Mortgage loan loss

Mortgage Loan Loss Can't Offset Real Estate Gain on Sale of U.K. Home

M r. and Mrs. Quijano were U.S. taxpayers who sold their home in the United Kingdom. They purchased it in September 1986 for 297,500, financing the entire amount with a mortgage, which two years later they increased to 330,000 and, in March 1990, to 333,180. They made capital improvements of 45,647 to the house, and, in July 1990, they sold it for 453,374-net of selling expenses-and retired the mortgage. On their 1990 joint federal income tax return, the Quijanos reported a capital gain of $308,811, using the exchange rate on the date of purchase ($1.49 to 1) to determine their cost basis but using the exchange rate at the date of sale ($1.82 to 1) to compute the sale price.
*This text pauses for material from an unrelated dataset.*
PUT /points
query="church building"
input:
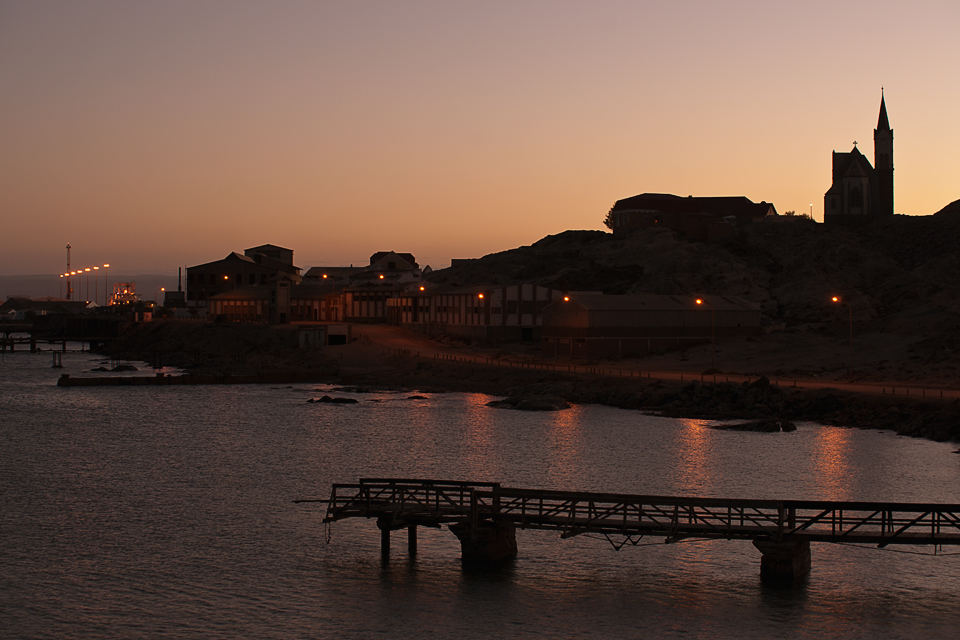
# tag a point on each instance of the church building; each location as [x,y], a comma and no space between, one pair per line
[860,192]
The couple later amended their 1990 return to claim a $30,610 refund. They arrived at the figure by using the exchange rate on the sale date to determine both the purchase and the sale price and to determine the cost of the capital improvements. This reduced the capital gain to $199,491. The Internal Revenue Service disallowed the amended refund claim, stating that the cost basis of the house had to be determined using the exchange rate on the purchase date and when each capital improvement was made.
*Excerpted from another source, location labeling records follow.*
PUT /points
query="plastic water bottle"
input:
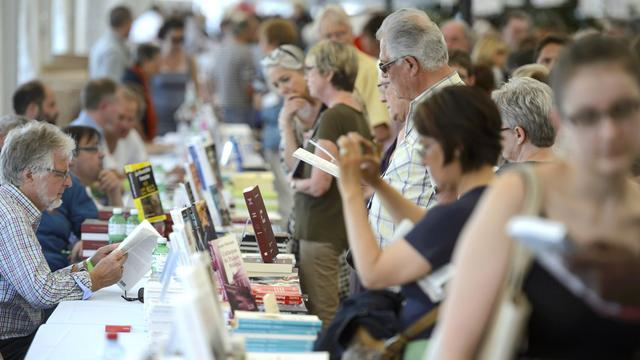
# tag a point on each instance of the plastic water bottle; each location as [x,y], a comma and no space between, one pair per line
[117,226]
[132,221]
[113,349]
[237,153]
[160,254]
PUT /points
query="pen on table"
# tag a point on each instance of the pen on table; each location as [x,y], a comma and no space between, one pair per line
[333,159]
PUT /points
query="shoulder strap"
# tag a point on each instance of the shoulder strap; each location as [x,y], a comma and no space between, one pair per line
[394,346]
[522,257]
The Quijanos argued that they suffered a loss on their mortgage loan transaction because the value of the dollar against the pound had declined between the time of purchase and the time of sale. They believed they should be allowed to offset this loss against the real estate transaction gain-the capital gain realized from the sale of the residence. The Quijanos argued the mortgage loan was part of a "hedging transaction" under Internal Revenue Code section 988(d)(1), so the loan transaction could be integrated with the real estate transaction. Under section 988(d)(1), this treatment is allowed if the taxpayer is borrowing under a debt instrument where he or she is obligated to repay the loan in a "nonfunctional currency."
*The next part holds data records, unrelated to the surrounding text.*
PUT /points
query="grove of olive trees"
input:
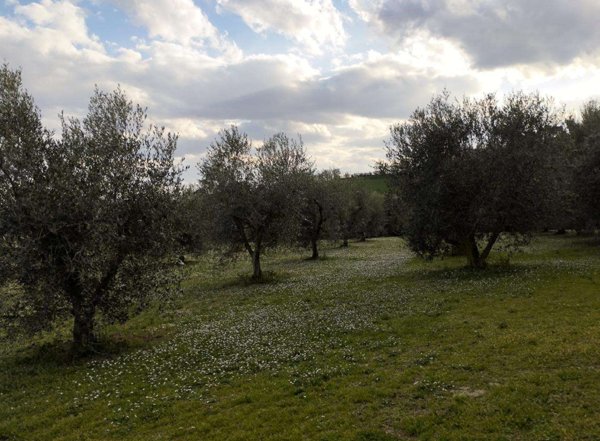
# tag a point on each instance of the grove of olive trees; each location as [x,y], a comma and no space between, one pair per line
[91,221]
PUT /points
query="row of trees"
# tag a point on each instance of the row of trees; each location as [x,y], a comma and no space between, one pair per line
[90,220]
[257,198]
[463,173]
Result: For the IRS. The Tax Court rejected the Quijanos' argument that the transaction qualified as a hedging transaction because (1) the mortgage loan transaction was not conducted by a trade or business and was not entered into for profit and (2) the Tax Reform Act of 1986 explicitly excludes the use of section 988 for foreign currency gains or losses recognized by U.S. individuals residing outside the United States to repay a foreign-currency-denominated mortgage on a principal residence.

The Tax Court also rejected the Quijanos' use of the exchange rate in effect at the time of sale to determine the sale and purchase prices. The Quijanos wanted to treat the pound as their functional currency or qualified business unit (QBU) under IRC section 985(b)(1). However, the Tax Court found the taxpayers did not use the pound as the unit of trade or business for which they maintained separate books or records, so it did not qualify as a QBU. The court concluded that the basis, sale price and the cost of capital improvements had to be determined using the exchange rate in effect when the purchase, sale or improvement took place.

Legal Fees Incurred to Recover Fire Insurance Proceeds Are Not Deductible

I n 1991, Mr. and Mrs. Jasko's residence was destroyed by fire. The loss was covered by fire insurance. The Jaskos incurred $71,000 in legal fees during 1991, 1992 and 1993 in a dispute with the insurance company over the home's replacement cost. In 1992, they paid $25,000 of those legal fees and deducted them on their 1992 tax return as a miscellaneous deduction. The IRS disallowed the deduction under IRC section 212(1), which allows individuals to deduct all ordinary and necessary expenses paid or incurred during the taxable year for the production or collection of income. Because the Jaskos did not hold their house for the production or collection of income, the legal fees were not deductible. The Jaskos conceded this point but claimed the insurance policy should be considered separate from the ownership of the home, and therefore the legal fees incurred to regain the house's full replacement cost should be deductible.

Result: For the IRS. The Tax Court rejected the Jaskos' argument that the insurance policy should be separated from the residence. Citing the "origin of claim" doctrine, the court said the policy was meant to reimburse the Jaskos by providing the replacement cost of a home. Without the home and the fire, the insurance policy would be meaningless, so the home and the fire were the origin of the Jaskos' legal claim. The Tax Court also concluded that the destruction of the house by fire was the equivalent of disposing of a capital asset or an involuntary conversion. Therefore, the legal fees were a nondeductible capital expenditure. They could, however, be used as an offset against any gain the Jaskos may have realized from the insurance proceeds.

  • Jasko , 107 TC no. 3 (1996).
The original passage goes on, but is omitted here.